FIG. 11 is a conceptual diagram of engine control correction.

FIG. 12 is a diagram showing a software configuration of a conventional engine control processor.

[Explanation of symbols]

 10 Data Flow Processor (DFP) 19 Host Processor 100 Engine Control 118 Packet Interface (Packet I / F) 210 Digital Signal Processor (DSP) 211 Dual Port RAM 212 DSP Interrupt Circuit 221 Data Multiplexer 222 Address Multiplexer 223 RAM 224 Memory Access Controller

 ─────────────────────────────────────────────────── ─── Continuation of the front page (72) Shoichi Washino 8-1-1 Tsukaguchi Honcho, Amagasaki City, Hyogo Prefecture Sanryo Electric Co., Ltd.
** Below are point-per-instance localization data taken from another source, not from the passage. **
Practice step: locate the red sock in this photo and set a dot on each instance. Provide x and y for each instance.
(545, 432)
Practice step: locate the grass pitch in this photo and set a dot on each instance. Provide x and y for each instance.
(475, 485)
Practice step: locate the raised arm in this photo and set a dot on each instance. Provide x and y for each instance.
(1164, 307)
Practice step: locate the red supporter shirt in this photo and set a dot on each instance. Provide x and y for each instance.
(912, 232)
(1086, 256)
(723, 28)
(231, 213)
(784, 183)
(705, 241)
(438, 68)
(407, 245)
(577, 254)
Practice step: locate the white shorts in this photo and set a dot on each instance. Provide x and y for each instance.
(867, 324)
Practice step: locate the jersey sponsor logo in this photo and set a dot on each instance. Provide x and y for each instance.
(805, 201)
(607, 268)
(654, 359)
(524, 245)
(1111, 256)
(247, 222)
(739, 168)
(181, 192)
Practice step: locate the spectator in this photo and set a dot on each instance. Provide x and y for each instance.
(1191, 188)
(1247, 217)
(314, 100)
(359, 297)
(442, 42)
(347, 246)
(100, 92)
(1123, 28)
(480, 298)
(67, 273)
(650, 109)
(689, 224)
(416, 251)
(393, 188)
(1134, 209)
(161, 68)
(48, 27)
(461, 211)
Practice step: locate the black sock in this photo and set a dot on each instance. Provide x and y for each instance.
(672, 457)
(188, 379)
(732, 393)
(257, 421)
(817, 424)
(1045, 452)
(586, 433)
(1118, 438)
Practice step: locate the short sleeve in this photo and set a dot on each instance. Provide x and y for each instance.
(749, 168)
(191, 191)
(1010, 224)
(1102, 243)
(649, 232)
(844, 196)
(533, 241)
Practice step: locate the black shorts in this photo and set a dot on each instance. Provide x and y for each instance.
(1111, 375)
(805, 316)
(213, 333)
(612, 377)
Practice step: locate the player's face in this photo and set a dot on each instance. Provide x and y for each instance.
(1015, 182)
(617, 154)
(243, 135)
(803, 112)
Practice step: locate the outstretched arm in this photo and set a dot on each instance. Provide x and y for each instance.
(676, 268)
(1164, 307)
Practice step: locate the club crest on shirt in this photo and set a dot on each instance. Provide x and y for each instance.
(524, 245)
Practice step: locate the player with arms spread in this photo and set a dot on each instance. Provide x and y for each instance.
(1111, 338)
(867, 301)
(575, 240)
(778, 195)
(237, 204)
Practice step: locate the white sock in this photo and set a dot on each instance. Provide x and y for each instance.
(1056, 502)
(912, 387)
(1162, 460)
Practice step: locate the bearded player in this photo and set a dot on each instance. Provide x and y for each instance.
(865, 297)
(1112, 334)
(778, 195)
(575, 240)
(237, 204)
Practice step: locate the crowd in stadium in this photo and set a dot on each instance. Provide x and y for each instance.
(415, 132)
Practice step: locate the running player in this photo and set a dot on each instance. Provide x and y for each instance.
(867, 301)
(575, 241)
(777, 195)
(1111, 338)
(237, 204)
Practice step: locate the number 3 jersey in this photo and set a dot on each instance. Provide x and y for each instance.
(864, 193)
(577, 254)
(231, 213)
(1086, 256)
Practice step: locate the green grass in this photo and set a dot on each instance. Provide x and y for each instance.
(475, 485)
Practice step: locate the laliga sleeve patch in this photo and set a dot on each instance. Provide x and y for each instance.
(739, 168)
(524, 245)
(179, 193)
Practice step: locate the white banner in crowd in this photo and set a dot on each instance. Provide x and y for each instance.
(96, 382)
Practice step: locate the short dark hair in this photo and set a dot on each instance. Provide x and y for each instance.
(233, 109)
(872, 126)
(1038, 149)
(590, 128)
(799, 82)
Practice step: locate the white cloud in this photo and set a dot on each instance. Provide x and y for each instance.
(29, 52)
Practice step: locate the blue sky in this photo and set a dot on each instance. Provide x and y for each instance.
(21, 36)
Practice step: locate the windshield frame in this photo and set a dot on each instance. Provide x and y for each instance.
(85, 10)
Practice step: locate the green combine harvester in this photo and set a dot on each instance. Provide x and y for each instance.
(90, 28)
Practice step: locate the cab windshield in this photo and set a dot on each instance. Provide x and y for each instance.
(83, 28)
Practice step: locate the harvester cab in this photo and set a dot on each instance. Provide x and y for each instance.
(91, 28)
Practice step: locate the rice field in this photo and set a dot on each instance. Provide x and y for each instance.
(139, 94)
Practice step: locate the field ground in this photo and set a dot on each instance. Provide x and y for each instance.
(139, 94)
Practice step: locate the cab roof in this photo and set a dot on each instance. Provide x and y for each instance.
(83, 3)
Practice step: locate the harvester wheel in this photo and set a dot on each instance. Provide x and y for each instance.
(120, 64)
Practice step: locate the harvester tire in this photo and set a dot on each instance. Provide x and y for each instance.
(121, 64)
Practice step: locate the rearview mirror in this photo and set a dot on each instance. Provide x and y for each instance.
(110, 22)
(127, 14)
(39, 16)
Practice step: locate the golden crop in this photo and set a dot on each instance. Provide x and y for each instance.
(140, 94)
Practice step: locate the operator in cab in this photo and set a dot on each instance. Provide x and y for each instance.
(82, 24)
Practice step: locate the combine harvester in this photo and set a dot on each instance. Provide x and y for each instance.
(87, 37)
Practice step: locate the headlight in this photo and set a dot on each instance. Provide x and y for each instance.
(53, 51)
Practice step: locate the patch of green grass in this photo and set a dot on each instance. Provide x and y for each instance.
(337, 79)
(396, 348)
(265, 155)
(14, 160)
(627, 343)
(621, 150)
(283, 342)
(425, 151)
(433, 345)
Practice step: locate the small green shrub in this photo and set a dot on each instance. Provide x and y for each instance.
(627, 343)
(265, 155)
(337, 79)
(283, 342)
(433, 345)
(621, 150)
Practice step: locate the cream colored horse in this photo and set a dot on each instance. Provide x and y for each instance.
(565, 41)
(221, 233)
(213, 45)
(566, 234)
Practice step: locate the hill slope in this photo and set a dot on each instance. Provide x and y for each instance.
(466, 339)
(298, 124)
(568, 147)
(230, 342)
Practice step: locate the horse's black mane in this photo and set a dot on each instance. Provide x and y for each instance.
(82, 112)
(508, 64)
Industrial Systems Research Institute (72) Inventor Setsuhiro Shimomura Chiyoda Town, Himeji City, Hyogo Prefecture 840 Mitsubishi Electric Corporation Himeji Works (72) Inventor Yoshiaki Sugano 840 Chiyoda Town, Himeji City, Hyogo Prefecture 840 Mitsubishi Electric Corporation Himeji Works (72) Inventor Ikuo Nassa 840 Chiyoda Town, Himeji City, Hyogo Prefecture Mitsubishi Electric Shares Company Himeji Factory

Claims (1)

Claim: What is claimed is: 1. An engine control processor comprising a high-speed processor having an arithmetic processing capacity adapted to drive processing at high engine speed, wherein the high-speed processor is at high engine speed. In the case of running the drive processing program only and supplying the output for the purpose other than running the vehicle when the engine is running at low speed, the drive processing program is added with a program for performing predetermined control during idling. An engine control processor, which is controlled so as to execute a control program and has a uniform processing load.